Most AI coding tools stop at suggesting code; the harder problem is everything around the suggestion — running it, reading the error, fixing the file, trying again. OpenHands (formerly OpenDevin) is built around the loop, not the autocomplete: its agents get a real sandboxed computer where they execute commands, edit files, and browse the web, then react to what actually happens rather than to a static prompt.
What Sets It Apart
- The unit of work is an action-observation loop in a Docker sandbox, so the agent grounds its next move in real execution output — this is why it can close out a multi-step bug fix instead of producing plausible-but-broken diffs.
- It is model-agnostic and runs the same agent against any LLM provider, which makes it a stable harness for comparing models on SWE-bench rather than a wrapper for one vendor's model.
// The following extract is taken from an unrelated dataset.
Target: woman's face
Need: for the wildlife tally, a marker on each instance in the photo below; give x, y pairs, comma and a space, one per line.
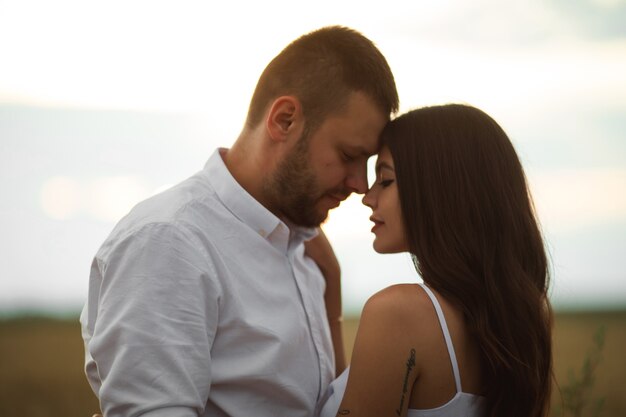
383, 199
- It started as an academic-industry collaboration (the ICLR 2025 paper spans UIUC, CMU, Yale and others) and grew into a maintained product, so the agent abstractions are research-grade but the runtime is meant to be deployed.
Who It's For
Great fit if you want to build or study autonomous SWE agents, run reproducible benchmark evals, or self-host an agent that keeps code inside your own infrastructure. Look elsewhere if you want a lightweight in-editor autocomplete or a one-click hosted assistant with no infra to manage — running real sandboxes is heavier than an IDE plugin, and full autonomy still needs human review on consequential changes.